No city, no war production. Plus, big time civil disruption and gigantic refugee problems for the enemy to deal with. Not exactly humanitarian motives, but nobody ever thought firebombing Dresden would get civilians to demand German withdrawal from the rest of Europe.
I would imagine that both were acts of total war. You however are arguing that it was an act of terrorism according to the definition I had given.
I’m wondering if you can support that, because I happen to think my definition was pretty good.
http://www.fpp.co.uk/reviews/Dresden/Esquire1163.html
Scylla, what do you think of this article?
Let me confess that I haven’t read it all the way through, but it seems to support (at least in the first page or two) the idea that Dresden was part of a terror campaign.
“Sir Winston had accused “Ike” of being soft to the German civilians and ordered him to use terror tactics in order to panic them out of their homes and onto the roads, and so to block the German retreat.”
I will admit that it’s ambiguous whether the point of terrorizing and slaughtering civilians was to get them to pressure the government, or merely to set the cat among the pigeons.
As for Hiroshima and Nagasaki, my understanding was that the point was very much to induce terror, to shock the Japanese government into backing down. I also thought that those two cities had been spared conventional bombing in order to leave them as pristine subjects for the atomic bomb “experiment.”
http://www.spartacus.schoolnet.co.uk/2WWfirestorm.htm
“In 1941 Charles Portal of the British Air Staff advocated that entire cities and towns should be bombed. Portal claimed that this would quickly bring about the collapse of civilian morale in Germany.”
Does “collapse of civilian morale” not meet your definition of terrorism?
Let me also clarify that I myself am not sure if I’d call these acts terrorism. Horrible certainly, unnecessary maybe, but terrorism? Not everything bad is terrorism. (In fact, I would probably judge Dresden to be much worse than the Pentagon’s current plan to sponsor Iranian terrorists. But the latter case really is terrorism.)
The main point I’ve been trying to make all along is pretty simple. The U.S. is not some New Jerusalem on the Hill.
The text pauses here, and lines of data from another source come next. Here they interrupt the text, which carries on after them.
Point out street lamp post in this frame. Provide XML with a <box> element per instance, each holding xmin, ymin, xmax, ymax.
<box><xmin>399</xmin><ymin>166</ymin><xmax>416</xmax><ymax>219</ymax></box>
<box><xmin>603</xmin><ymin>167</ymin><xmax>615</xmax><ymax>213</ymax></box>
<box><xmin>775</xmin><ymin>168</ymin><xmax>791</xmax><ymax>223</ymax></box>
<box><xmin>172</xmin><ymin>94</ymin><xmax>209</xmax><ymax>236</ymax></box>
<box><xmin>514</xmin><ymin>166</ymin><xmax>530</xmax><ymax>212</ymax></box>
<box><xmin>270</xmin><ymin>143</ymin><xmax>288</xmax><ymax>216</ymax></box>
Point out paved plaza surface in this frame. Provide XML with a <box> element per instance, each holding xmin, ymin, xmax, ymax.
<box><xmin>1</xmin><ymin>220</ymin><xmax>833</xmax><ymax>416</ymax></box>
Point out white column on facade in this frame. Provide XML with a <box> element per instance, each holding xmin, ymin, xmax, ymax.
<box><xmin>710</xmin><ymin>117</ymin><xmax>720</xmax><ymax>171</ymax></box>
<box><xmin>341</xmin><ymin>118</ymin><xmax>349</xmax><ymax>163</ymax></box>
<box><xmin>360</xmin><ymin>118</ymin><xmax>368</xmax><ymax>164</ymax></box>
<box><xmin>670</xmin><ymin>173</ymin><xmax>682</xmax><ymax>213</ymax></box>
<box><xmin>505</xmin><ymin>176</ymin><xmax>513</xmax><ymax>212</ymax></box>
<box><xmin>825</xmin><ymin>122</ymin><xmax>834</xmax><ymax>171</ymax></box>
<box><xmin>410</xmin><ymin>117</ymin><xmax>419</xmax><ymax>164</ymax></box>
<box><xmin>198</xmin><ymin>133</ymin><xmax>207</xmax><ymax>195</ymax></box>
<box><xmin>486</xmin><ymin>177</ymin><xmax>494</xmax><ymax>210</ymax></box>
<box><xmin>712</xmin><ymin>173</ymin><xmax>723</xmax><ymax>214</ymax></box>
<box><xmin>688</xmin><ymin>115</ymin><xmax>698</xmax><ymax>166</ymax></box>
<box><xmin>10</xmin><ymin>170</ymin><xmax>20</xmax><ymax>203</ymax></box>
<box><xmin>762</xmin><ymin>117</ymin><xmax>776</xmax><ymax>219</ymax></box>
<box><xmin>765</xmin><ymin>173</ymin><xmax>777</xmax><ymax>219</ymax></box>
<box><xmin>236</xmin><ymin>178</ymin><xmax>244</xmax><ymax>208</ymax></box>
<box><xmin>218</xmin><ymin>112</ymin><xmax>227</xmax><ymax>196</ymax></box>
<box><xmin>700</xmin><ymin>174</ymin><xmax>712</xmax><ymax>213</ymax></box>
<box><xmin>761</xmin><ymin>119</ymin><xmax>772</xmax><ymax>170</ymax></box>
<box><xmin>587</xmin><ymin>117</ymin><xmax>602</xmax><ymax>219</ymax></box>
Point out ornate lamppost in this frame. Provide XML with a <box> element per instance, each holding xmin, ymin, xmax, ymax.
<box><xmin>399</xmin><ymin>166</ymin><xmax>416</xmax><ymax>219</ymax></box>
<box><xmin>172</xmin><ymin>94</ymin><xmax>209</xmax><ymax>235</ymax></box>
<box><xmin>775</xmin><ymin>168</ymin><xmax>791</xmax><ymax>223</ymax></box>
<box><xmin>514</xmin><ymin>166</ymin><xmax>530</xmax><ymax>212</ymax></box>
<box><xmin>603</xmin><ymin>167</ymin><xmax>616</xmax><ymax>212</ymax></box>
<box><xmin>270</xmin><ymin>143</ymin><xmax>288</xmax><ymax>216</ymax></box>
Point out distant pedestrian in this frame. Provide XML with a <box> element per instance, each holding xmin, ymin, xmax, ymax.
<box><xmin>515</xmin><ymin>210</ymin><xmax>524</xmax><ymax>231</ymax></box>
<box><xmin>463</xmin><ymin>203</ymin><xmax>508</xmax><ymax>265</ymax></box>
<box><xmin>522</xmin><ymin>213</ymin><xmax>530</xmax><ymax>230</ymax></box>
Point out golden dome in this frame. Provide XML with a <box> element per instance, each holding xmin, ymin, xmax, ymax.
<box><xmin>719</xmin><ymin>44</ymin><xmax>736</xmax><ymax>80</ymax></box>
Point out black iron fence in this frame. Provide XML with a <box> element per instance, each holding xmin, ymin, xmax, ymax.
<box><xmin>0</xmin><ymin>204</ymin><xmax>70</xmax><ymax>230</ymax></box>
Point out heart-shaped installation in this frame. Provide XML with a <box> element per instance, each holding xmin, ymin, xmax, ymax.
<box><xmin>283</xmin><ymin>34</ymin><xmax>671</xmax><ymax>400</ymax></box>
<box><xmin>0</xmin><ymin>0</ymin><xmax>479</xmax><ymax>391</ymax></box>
We have done, and continue to do, bad things as well as good things. The terrorists are not cartoon devils bearing pitchforks. They are human beings. It may be comforting to think that they are utterly alien from us, but it’s just not so.
I find it problematic, for example, that people declare the 9-11 hijackers to be “cowardly,” and brand any dissent from that opinion as treasonous. I don’t like the mentality by which the enemy must not only be opposed to us, not only evil, but also stupid, poorly groomed, and motivated by the free-floating evil for evil’s sake which motivates Skeletor.
That’s a pretty damn interesting article. Thank you for posting it. I’m afraid though that it really doesn’t contradict my point.
Dresden may have been an atrocity, but it doesn’t appear to be one for it’s own sake. It was, as I said, an act of total warfare, at that stage, of conquest.
It wasn’t done for publicity value as a pure act of terrorism is.
If your point is that terroristic type attacks and tactics occur during warfare and that the line is not always as clear as we would like it to be, I will agree.
On the other hand, I think there’s a pretty clear seperation between most conventional warfare and acts of terrorism in the world as we know it today.
Ben:
No. Not really. The collapse has a direct military benefit. Softening somebody up so that you can conquer them easier is different than just bombing them for the attention value.
You see the difference I’m drawing?
Yes, Scylla, something just clicked in my head and I think I understand you now. I’m not sure I find your difference to be a morally significant one, but like I said, not everything that is evil is terrorism, and I think you’ve hit the nail on the head.
I’m not sure it’s morally significant either.